Exploring Genomic Conservation in Actinobacteriophages with Small Genomes

Abstract

Actinobacteriophages of a wide range of genome sizes continue to be isolated and characterized, but only a handful of these have atypically small genomes, defined in this work as genome sizes under 20,000 bp. These “small phages” are relatively rare and have received minimal study thus far. Of the actinobacteriophages published in PhagesDB.org, small phages have been isolated on Arthrobacter, Gordonia, Rhodococcus, and Microbacterium hosts. A previous study by Pope et al. showed that Gordonia small phages have similar gene products and amino acid sequences. Here, we set out to further examine relationships between small Gordonia phages as well as small phages that infect other hosts.
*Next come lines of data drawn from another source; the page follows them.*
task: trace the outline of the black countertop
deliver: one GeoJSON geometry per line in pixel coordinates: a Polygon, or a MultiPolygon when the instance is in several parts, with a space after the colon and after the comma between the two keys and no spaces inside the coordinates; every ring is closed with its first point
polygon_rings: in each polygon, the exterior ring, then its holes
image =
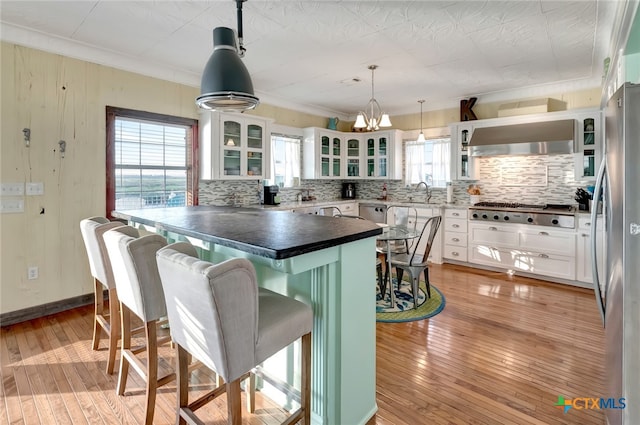
{"type": "Polygon", "coordinates": [[[114,211],[113,216],[273,259],[295,257],[382,233],[379,226],[366,220],[254,208],[149,208],[114,211]]]}

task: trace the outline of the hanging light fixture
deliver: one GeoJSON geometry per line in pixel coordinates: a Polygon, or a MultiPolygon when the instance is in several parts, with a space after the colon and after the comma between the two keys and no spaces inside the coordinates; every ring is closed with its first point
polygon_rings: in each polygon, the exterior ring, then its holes
{"type": "Polygon", "coordinates": [[[418,135],[418,142],[424,142],[425,138],[424,133],[422,132],[422,104],[424,103],[424,100],[419,100],[418,103],[420,103],[420,134],[418,135]]]}
{"type": "Polygon", "coordinates": [[[253,93],[249,71],[240,58],[244,57],[242,44],[242,3],[236,0],[238,41],[231,28],[213,30],[213,53],[204,67],[200,96],[196,105],[202,109],[219,111],[246,111],[260,103],[253,93]]]}
{"type": "Polygon", "coordinates": [[[353,128],[366,128],[367,131],[374,131],[380,130],[380,127],[391,127],[389,115],[382,112],[382,108],[380,108],[380,104],[374,96],[373,72],[376,68],[378,68],[378,65],[369,65],[371,70],[371,99],[364,111],[358,112],[353,128]],[[370,115],[367,115],[366,111],[369,111],[370,115]]]}

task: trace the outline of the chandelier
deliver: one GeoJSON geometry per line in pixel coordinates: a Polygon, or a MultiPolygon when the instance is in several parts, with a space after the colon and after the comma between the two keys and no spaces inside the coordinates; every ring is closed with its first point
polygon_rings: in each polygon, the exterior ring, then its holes
{"type": "Polygon", "coordinates": [[[380,127],[391,127],[389,115],[382,112],[382,108],[380,108],[380,104],[374,96],[373,72],[376,68],[378,68],[378,65],[369,65],[369,69],[371,70],[371,99],[364,108],[364,111],[358,112],[353,128],[364,128],[367,131],[375,131],[380,130],[380,127]],[[369,112],[369,115],[367,115],[367,112],[369,112]]]}
{"type": "Polygon", "coordinates": [[[424,132],[422,131],[422,104],[424,100],[419,100],[418,103],[420,103],[420,134],[418,135],[418,142],[424,142],[424,132]]]}

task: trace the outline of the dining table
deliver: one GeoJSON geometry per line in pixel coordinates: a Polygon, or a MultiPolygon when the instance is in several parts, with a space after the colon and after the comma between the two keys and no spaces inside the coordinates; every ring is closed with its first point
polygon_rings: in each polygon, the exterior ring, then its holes
{"type": "MultiPolygon", "coordinates": [[[[419,235],[415,229],[410,229],[407,226],[390,226],[385,223],[377,223],[378,226],[382,227],[382,233],[376,236],[376,241],[385,242],[387,246],[387,275],[389,276],[389,300],[390,307],[394,307],[396,305],[395,294],[393,290],[393,278],[391,276],[391,242],[401,241],[407,242],[409,240],[417,238],[419,235]]],[[[386,279],[386,278],[385,278],[386,279]]],[[[385,282],[386,284],[386,282],[385,282]]],[[[400,287],[400,282],[398,282],[398,288],[400,287]]],[[[382,290],[382,288],[380,288],[382,290]]],[[[386,291],[385,291],[386,292],[386,291]]],[[[382,299],[384,299],[385,294],[382,294],[382,299]]]]}

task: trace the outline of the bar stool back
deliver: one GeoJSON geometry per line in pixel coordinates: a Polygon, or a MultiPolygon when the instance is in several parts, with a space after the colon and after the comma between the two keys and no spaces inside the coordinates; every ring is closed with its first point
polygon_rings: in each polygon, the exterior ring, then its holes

Of the 3222 sequenced phages listed on PhagesDB, we identified 109 distinctly small phages with genome sizes under 20,000 bp. The majority of the small phages were isolated on Arthrobacter or Microbacterium hosts. Using comparative genomics, we searched for patterns of similarity among 34 cluster-representative small phages. Dot plot comparisons showed that there was more amino acid conservation than nucleotide identity amongst small phages. Gene content similarity (GCS) analysis revealed that the temperate Gordonia phages in Cluster CW share significant GCS values (over 35%) with the lytic Arthrobacter phages in Cluster AN, suggesting that some small phages have a considerable degree of genomic similarity with each other. SplitsTree analyses of shared phams (genes with substantial amino acid identity) supported the complexity of clustering criteria in small phages, given shuffling of genes across phages of different clusters and close relationships despite varied cluster membership. We observed this continuum of phage diversity through Rhodococcus phage RRH1’s closer similarity to phages in Gordonia subcluster CW1 than CW1 is to Gordonia subcluster CW3. Finally, we were able to confirm the presence of conserved phams across not only small Gordonia phages but also within small phages from different clusters and hosts. Studying these genomic trends hidden in small phages allows us to better understand and appreciate the overall diversity of phages.